Government Energy Investment


Pew poll shows more support for renewable energy than offshore drilling
 ~ A recent poll by Pew Research shows that support for renewable energy investment by government is declining, especially among Republicans and right-leaning independents.

In this winter of budgetary discontent, declining support is not terribly surprising, and it is still the case that the great majority (a landslide 68%) of the public supports not just continued, but increased government investment in renewable energy development. (And even 53% of Republicans support increased funding.)

What is surprising, however, is the framing of the question. Those opposed consider such funding unnecessary. Not unaffordable, not a lower spending priority, not because renewable technology won't work, not even because of Solyndra. No, because it is unnecessary; opponents think renewable technology will be developed anyway without government support:

The latest national survey by the Pew Research Center for the People & the Press and The Washington Post, conducted Nov. 3-6 among 1,005 adults, finds that a narrow majority of the public (52%) thinks that government investment is necessary to develop new energy technology. About four-in-ten (39%) say that businesses will produce needed energy technology without government support.
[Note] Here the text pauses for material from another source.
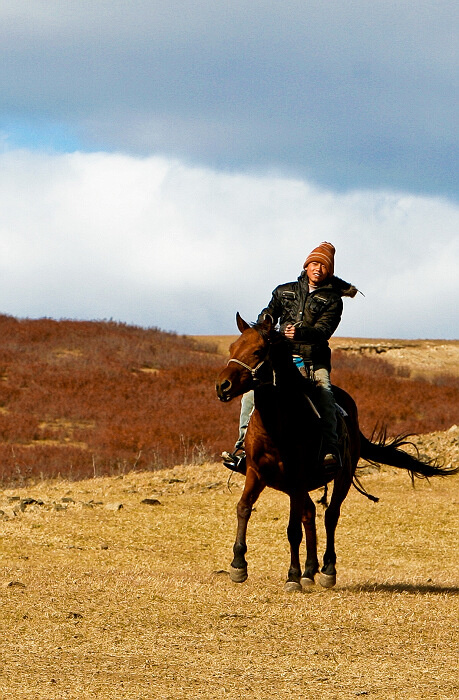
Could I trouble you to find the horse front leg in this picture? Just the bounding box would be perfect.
[300,493,319,588]
[230,469,264,583]
[284,494,303,593]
On this measure there also is a large partisan divide. Two-thirds (68%) of Democrats and Democratic leaners say government investment in new energy is necessary. Most Republicans and GOP leaners (59%) say businesses will produce technology without government investment.
The opponents are likely right. Renewable energy will be developed with or without government support. It's just that without the support it will take longer, and probably will largely occur in other countries which will reap the rewards of that investment in long term global competitiveness, economic vitality and jobs.

It is deeply ironic that this criterion of necessity is not applied to other recipients of government grants and tax subsidies. Somehow, the fact that oil and gas subsidies are manifestly unnecessary does not diminish the strident support for continued (and much greater taxpayer) expenditure on fossil fuels. I'm pretty sure that Big Oil will continue their energy development without government support, especially with the profits they're enjoying lately.

How can we ever have a rational energy policy if we use different criteria and different metrics for the different alternatives?